Papa’nın anlattığı düşünce yapısı Allah’ı her şeye hakim olan, üstün kuvvet ve güç sahibi olarak görmemektedir. Oysa Kuran’da olduğu gibi İncil’de de her şeyin Allah’ın dilemesiyle olduğu ve tek kudret sahibinin Allah olduğu bildirilmiştir:

İsa onlara bakarak, "İnsanlar için bu imkansız, ama Allah için her şey mümkün" dedi. (Matta, 19:26)

... Gücü herşeye yeten Rab Allah, senin işlerin büyük ve şaşılacak işlerdir... (Vahiy, 15:3)

Siz onlara benzemeyin! Çünkü Allah'ınız nelere gereksinmeniz olduğunu siz daha O'ndan dilemeden önce bilir. (Matta, 6:8)

Beş serçe iki meteliğe satılmıyor mu? Ama bunların bir teki bile Allah Katında unutulmuş değildir. Nitekim başınızdaki saçlar bile tek tek sayılıdır... (Luka, 12:6-7)

[Allah Katında] Belli olmayacak gizli hiçbir şey yoktur, bilinmeyecek ve aydınlığa çıkmayacak saklı birşey yoktur. (Luka, 8:17)

... Yeryüzü ve içindeki herşey Rab'bindir. (Pavlus'tan Korintlilere 1. Mektup, 10:26)

Papa’nın yaptığı açıklamalarla insanlara şüphe değil güç veren olması gerekir. Hristiyanlık alemi son yıllarda maddi manevi çok büyük sıkıntılar içindedir. Bu sıkıntıları aşmanın yolu, Darwinist diktatörlüğe ve dinsizlerin telkinine boyun eğmek değil, Allah’ın hükümlerine sıkı sıkıya sarılmaktır. Allah’ın gücüne ve kaderine teslim olmaktır. Hz. İsa Mesih (as)’a sevgiyle bağlanmak, o güzel kutlu insanın geliş vaktinde olduğumuzu inananlara müjdelemektir.

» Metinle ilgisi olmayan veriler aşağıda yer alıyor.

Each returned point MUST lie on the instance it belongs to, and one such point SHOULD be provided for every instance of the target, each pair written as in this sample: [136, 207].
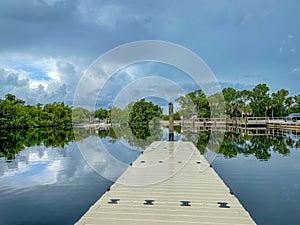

Din ile dinsizlik arasında orta bir yol seçmek, Allah korusun inananların çok büyük bir yenilgiye uğramasına sebep olur. Kurtuluş, Allah’ın gösterdiği yoldadır. Papa ve Vatikan Hristiyan aleminin yeniden can bulmasını, gençlerin inanca yönelmesini, maneviyatın topraklarına hayat vermesini istiyorlarsa bunu Darwinistlerden değil üstün güç ve kuvvet sahibi olan Allah’tan istemelidir.